Bloomberg Philanthropies released a report examining the results of one of its funding initiatives in Providence, Rhode Island. The “Providence Talks” program sought to reduce the “word gap” experienced by disadvantaged children prior to kindergarten. The social science shows that pre-K children from low-income households hear as many as 30 million fewer words than children from middle and upper income households. Researchers believe this dearth of vocabulary can lead to all sorts of school-age challenges.
The Providence program showed some positive results by introducing a caregiver coaching program and a “word pedometer” that tracked spoken word goals in the same way that traditional pedometers track steps.

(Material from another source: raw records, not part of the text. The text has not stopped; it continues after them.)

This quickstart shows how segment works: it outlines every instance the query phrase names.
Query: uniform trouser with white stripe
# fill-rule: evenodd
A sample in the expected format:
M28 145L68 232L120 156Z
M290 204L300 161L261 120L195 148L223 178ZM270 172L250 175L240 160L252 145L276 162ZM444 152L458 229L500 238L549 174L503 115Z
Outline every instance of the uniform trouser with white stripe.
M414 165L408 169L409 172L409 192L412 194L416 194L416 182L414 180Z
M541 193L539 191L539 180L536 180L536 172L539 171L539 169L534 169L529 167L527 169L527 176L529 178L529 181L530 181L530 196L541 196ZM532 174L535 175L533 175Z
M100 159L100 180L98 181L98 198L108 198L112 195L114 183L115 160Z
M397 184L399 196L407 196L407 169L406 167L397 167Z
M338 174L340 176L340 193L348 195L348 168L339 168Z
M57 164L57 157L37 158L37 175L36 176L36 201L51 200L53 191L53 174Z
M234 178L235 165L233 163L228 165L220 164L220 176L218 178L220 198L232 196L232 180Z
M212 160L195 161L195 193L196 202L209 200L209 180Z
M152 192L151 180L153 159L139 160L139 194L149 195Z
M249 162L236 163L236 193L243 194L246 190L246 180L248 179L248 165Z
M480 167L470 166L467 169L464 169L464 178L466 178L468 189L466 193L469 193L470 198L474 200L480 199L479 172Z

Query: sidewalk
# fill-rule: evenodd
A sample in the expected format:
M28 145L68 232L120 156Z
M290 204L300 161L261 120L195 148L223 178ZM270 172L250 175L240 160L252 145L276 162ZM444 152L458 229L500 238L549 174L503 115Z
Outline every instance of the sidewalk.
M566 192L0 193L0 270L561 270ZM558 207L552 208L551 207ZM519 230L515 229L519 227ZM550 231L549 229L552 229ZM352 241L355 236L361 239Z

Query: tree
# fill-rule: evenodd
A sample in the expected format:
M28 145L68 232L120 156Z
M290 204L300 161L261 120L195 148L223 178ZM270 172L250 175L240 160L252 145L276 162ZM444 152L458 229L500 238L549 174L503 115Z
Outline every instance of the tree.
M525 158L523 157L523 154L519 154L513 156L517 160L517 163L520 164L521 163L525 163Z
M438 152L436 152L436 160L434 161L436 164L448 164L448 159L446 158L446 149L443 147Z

While the achievement goals of the program will not be known for some time, the participant satisfaction results were strong and participants showed marked increase in the the number of words heard by pre-K children from the beginning to the end of the study.
On a side note, the structure and the format of the report are refreshing: it clearly lays out the problem, the approach, the findings and the how it can be replicated. It is a great model for conveying this sort of information.